The town's population as of 2005 was 7,938.

==History==
The areas has been occupied by Mixtecs and Tlapanecos since the seventh century. Around 1457, the territory was conquered by the Aztec Empire, under the rule of Moctezuma Ilhuicamina. A number of stories exist about the town's beginnings but the most widely accepted has that the area was settled by the Tlapanecos, a group descended from a race called the Yopes. This group was in constant struggle with the Mexicas and other groups that caused them to move around in search of safer ground. In their wanderings, these people also founded towns such as Cintla, Tepetlapa, Ayutla de Álvarez, Suchitonala and Azoyú.

In 1522, after the Spanish conquest, soldiers associated with Pedro de Alvarado arrived, asking him for authorization to found a Spanish town here after discovering gold in a nearby river. Alvarado came here under orders of Hernán Cortés to establish the town, naming it Villa de San Luis. In 1531, nearby Yopes attacked it. The Spanish response was to attack the Yopes, killing most, and taking many of their young as slaves. The few that remained dispersed to Oaxaca and Central America down to Nicaragua.

After the river's gold ran out, the town became deserted. In 1532, the area was annexed to a town named Jalapa or Ayacaxtla. It was not until 1591, when the town became officially independent again due to efforts of the Jesuits to repopulate it. Around 1750, Olmeca shepherds migrating from Acatlán de Osorio, Puebla settled here, naming it after the place they came from and building their homes among Spanish ruins. Later Zapotecs from Oaxaca and another group called the Xalpatlahuac from the low mountainous region of Guerrero joined them. The town was nearly wiped out again in 1825 when a large flood left few survivors.

==Festival==
===Atlzazilistle (Festival to petition for rain)===
In late April and early May, the Nahuas in this community participate in this event of pre-Hispanic origins to bring about the rainy season and to assure good crops. Community members who have migrated as far as Mexico City and Ciudad Nezahualcóyotl return each year for this event. The festival begins on April 25 with the blessing of the seeds and climaxes in the beginning of May with a number of events. During this time these people offer birds, flowers, food, copal and wax figures at the various hills and other places considered sacred. However, the highlight of this event are the staged fights among various masked figures.

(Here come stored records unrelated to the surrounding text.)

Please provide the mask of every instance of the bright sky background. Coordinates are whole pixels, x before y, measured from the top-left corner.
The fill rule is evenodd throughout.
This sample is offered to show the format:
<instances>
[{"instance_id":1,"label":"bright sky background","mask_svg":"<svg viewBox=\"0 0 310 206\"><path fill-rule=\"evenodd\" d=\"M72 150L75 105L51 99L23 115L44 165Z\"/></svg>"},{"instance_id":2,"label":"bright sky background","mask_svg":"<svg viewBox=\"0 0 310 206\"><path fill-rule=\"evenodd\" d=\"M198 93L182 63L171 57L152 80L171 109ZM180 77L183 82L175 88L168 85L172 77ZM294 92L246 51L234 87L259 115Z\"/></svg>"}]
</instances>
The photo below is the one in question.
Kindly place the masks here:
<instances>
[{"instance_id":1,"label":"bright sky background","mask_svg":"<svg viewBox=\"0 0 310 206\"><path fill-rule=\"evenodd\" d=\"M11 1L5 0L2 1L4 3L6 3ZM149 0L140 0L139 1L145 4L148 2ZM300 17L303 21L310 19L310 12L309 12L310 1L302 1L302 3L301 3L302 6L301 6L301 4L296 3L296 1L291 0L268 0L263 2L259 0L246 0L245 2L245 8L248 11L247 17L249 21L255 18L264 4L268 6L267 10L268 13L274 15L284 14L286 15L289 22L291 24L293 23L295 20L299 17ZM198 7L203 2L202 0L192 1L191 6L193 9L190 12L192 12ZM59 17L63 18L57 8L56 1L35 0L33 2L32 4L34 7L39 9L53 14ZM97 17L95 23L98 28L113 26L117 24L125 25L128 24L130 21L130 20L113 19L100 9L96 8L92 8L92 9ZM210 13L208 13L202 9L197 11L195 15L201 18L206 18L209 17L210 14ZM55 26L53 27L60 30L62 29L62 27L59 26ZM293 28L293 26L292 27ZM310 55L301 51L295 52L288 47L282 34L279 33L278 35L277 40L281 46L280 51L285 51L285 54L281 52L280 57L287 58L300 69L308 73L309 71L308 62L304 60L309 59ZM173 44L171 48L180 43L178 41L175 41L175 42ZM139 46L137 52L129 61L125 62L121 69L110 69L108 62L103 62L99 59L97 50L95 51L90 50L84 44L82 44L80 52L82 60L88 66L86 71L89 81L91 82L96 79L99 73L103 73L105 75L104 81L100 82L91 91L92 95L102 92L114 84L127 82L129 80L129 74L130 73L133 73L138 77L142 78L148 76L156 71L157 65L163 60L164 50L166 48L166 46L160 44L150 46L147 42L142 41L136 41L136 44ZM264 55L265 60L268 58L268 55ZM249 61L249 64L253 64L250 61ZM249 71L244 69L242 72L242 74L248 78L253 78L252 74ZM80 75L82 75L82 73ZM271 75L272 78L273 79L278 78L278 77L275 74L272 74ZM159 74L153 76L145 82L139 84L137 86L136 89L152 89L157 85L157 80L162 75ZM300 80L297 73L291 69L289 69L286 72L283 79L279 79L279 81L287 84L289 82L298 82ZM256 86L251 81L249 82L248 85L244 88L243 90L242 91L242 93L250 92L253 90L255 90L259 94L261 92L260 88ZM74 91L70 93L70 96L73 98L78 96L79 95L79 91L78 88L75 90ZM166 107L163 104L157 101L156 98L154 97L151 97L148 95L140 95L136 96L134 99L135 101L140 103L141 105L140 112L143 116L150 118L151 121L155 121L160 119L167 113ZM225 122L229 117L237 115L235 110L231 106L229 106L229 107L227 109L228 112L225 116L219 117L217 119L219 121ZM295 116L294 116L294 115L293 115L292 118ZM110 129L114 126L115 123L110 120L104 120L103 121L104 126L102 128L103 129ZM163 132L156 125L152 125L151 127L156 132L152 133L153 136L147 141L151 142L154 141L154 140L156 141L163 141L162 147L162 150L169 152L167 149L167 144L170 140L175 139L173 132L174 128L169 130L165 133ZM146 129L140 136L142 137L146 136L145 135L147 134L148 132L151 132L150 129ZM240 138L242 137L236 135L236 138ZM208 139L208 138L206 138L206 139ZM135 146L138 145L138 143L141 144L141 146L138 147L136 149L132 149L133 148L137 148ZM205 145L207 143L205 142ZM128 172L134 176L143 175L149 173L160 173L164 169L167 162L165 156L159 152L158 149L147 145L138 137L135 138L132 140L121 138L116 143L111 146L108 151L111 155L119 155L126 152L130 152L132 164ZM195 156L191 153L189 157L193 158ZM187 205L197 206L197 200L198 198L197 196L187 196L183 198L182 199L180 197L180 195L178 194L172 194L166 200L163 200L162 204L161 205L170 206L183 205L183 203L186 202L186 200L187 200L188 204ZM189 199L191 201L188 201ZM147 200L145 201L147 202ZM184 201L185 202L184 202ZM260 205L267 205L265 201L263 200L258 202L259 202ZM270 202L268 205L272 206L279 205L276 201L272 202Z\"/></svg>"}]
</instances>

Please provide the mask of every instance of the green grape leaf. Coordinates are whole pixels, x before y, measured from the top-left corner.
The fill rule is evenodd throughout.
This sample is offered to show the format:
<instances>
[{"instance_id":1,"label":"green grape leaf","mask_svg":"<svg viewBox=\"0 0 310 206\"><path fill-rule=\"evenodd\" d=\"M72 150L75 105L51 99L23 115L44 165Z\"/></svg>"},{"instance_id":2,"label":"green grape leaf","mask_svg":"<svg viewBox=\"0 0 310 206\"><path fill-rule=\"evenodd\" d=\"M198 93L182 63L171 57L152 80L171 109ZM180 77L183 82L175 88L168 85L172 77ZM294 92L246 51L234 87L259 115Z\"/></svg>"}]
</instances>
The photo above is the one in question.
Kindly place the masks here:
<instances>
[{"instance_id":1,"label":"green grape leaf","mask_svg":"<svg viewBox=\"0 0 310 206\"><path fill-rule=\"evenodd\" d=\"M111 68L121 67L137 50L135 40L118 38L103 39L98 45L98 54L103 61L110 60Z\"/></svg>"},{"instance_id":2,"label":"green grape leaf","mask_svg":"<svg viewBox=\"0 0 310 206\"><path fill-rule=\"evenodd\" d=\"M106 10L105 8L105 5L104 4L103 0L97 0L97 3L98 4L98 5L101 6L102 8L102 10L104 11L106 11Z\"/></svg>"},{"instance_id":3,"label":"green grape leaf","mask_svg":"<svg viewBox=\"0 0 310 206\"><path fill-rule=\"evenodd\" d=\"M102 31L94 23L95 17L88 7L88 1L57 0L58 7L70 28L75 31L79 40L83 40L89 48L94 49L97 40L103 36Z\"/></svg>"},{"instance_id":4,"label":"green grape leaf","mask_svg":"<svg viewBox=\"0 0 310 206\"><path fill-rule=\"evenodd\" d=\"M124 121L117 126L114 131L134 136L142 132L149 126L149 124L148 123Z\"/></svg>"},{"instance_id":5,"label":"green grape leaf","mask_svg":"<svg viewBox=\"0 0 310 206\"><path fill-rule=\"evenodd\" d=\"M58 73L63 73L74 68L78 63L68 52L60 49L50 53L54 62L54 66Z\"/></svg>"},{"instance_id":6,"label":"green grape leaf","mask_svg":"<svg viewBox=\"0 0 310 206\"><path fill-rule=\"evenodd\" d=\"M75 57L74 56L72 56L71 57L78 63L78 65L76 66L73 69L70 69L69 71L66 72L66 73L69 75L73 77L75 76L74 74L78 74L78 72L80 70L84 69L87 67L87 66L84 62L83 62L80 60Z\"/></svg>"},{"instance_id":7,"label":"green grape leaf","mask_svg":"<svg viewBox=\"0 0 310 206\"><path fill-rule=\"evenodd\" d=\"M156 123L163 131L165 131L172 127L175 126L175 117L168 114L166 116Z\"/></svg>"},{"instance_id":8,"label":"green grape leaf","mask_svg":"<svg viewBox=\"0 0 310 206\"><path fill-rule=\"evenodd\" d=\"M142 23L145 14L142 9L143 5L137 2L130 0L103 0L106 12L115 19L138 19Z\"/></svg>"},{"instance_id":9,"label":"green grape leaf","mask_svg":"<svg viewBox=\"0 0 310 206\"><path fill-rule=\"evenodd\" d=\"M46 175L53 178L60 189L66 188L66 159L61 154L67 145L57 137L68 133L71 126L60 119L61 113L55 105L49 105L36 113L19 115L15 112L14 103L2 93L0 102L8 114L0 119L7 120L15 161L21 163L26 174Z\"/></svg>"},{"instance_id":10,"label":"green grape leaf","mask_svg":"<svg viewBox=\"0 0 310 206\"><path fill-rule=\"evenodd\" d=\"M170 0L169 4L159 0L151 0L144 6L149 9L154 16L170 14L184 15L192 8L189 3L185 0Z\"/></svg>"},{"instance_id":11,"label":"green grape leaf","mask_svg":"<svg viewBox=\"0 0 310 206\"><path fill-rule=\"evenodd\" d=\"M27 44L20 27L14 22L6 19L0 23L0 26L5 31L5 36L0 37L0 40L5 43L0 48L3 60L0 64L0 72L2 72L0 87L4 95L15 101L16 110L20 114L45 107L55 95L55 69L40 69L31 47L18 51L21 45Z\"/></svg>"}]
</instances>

The rain petition begins on the last days of the festival when men in masks, wearing jute sacks and carrying whips, called "tlacololeros" move in procession to the community leader's house. Here they offer the leader (called a "mayordomo") mezcal and pozole to invite him to the ceremonies. After this, the entire community goes to church as the church bells ring. In the early morning of May 2, dances dating back to pre-Hispanic times are performed. On May 3, there is a procession to Mount Cruzco. Last but not least, in the center of the town, men with leather masks, huge gloves and orange, yellow or green overalls painted to make them look like tigers (or sometimes jaguars) gather in groups of up to 22 to stage fights. The belief is that the harder the tigers fight, the more abundant the rains will be when they come. Each tiger is anonymous and fighters take care to dress away from everyone else to maintain that anonymity. Younger boys, are dressed similarly by their fathers, with cardboard masks and have the tasks of keeping the crowds back and sometimes helping one tiger against another. The adult tigers, called "tecuani" have leather masks decorated by local artisans, some of which are worth as much as US$200.